At a House Energy and Commerce subcommittee hearing, Barton, R-Texas, said the EPA had effectively killed the coal industry in the United States with regulations like the 2015 Clean Power Plan. It would require power plants to gradually decrease emissions of CO2, reaching about 30 percent by 2030.
Another Texan, Rep. Pete Olson, also a Republican, said the EPA’s power plan “had chosen power sources. You are picking winners and losers.”
Along with coal, he said, fossil fuels like oil and gas would be losers, even though the United States is now competitive in the production of oil.
“By 2020, America will have 264 billion barrels of recoverable oil compared to 256 in Russia and 212 from Saudi Arabia. We are number one, man. America is number one again,” said Barton.
According to the U.S. Energy Information Administration, Texas is first in the U.S. in production of crude oil and natural gas, but it’s also the leader in carbon emissions. Scientists say carbon emissions, in the form of CO2, are one of the major contributors to climate change.

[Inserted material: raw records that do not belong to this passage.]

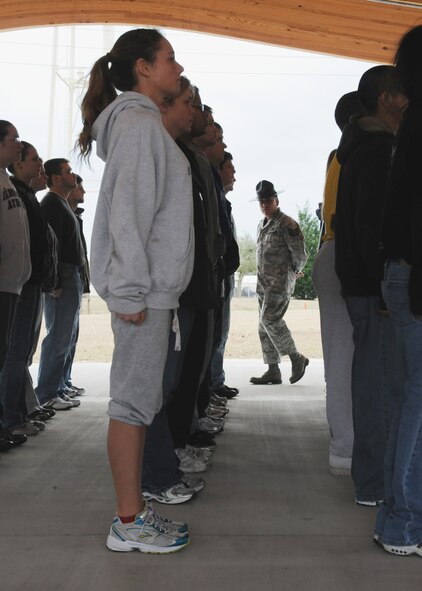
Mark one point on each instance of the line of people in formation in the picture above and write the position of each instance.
(163, 257)
(368, 277)
(164, 240)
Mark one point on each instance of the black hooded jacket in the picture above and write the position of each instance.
(364, 154)
(402, 228)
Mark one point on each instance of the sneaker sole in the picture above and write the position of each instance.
(120, 546)
(164, 501)
(269, 383)
(302, 374)
(403, 550)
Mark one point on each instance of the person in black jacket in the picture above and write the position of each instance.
(364, 154)
(399, 521)
(14, 376)
(76, 199)
(61, 304)
(163, 477)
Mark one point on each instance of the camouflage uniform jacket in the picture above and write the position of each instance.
(280, 254)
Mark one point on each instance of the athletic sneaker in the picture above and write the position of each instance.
(210, 425)
(38, 424)
(193, 482)
(174, 495)
(218, 400)
(79, 391)
(177, 528)
(403, 550)
(216, 412)
(366, 503)
(190, 463)
(203, 453)
(26, 428)
(73, 401)
(148, 533)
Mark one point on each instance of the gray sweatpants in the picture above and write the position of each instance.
(136, 379)
(337, 348)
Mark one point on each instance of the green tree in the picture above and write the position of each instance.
(247, 250)
(309, 223)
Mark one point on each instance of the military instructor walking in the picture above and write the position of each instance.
(280, 258)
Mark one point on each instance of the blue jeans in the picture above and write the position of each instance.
(161, 464)
(13, 376)
(67, 370)
(368, 397)
(59, 316)
(399, 520)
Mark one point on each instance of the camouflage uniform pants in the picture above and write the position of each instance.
(276, 339)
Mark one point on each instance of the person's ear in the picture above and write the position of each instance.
(142, 68)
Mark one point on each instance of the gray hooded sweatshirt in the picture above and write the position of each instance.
(142, 240)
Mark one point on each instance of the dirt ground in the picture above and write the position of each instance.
(96, 339)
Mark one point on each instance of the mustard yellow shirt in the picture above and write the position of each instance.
(330, 198)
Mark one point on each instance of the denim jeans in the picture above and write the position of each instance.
(368, 397)
(399, 520)
(59, 316)
(13, 376)
(67, 370)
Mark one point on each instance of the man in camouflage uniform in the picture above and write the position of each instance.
(280, 257)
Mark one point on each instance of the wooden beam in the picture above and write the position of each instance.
(353, 28)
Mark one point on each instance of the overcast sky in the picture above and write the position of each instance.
(275, 105)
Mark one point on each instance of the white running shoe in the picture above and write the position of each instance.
(148, 533)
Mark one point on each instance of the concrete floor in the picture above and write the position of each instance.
(270, 518)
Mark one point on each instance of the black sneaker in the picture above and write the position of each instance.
(14, 438)
(227, 392)
(201, 439)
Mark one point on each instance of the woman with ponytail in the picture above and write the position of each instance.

McCabe, assistant administration of the office of air and radiation, insisted, “We are not requiring any particular fuel to be used. We are providing broad opportunities for the industry.” In other words, the plan does not prohibit burning of coal as long as emission limits are not exceeded.
Rep. Bobby Rush D-Illinois, praised the EPA and its power plan, saying the goal is to cut harmful emissions that cause public health problems like asthma. McCabe added lung disease, cancer, and premature death to this list of problems.
Although Barton said he supported lowering these emissions, he could not back an “organized attack on the energy sector” in his state.
Another witness, David Porter, chairman of the Texas Railroad Commission and Texas representative to the Interstate Oil and Gas Compact Commission, said oil production in the state has helped to decrease the nation’s trade deficit. But he fears small gas and oil businesses in rural Texas, part of that effort, would be punished by the Clean Power Plan.
“A representative of Luminant who owns Big Brown Power Plant said, ‘We have no announcement regarding any plant closings,’ but that doesn’t mean other small businesses won’t close as a result,” Porter said.
“I think the methane emissions rule (under the Clean Power Plan) would be very bad for oil and gas industry in Texas,” Porter added. “My biggest concern is the effect it would have on the small operators if small wells are not exempt from those rules.”
Charles McConnell, executive director of the Energy and Environment Initiative at Rice University, said “when power plants close, people are out of work. Coal mines close, maybe nearby, maybe elsewhere and people are out of work.”
Although McConnell said investment in new tech is crucial in Texas, mandating clean power technology would force the energy sector to decide between “immature technology with no performance history,” like carbon capture, or natural gas and potentially harmful pipelines.
If a shortage of energy production resulted, he said costs would soar for consumers.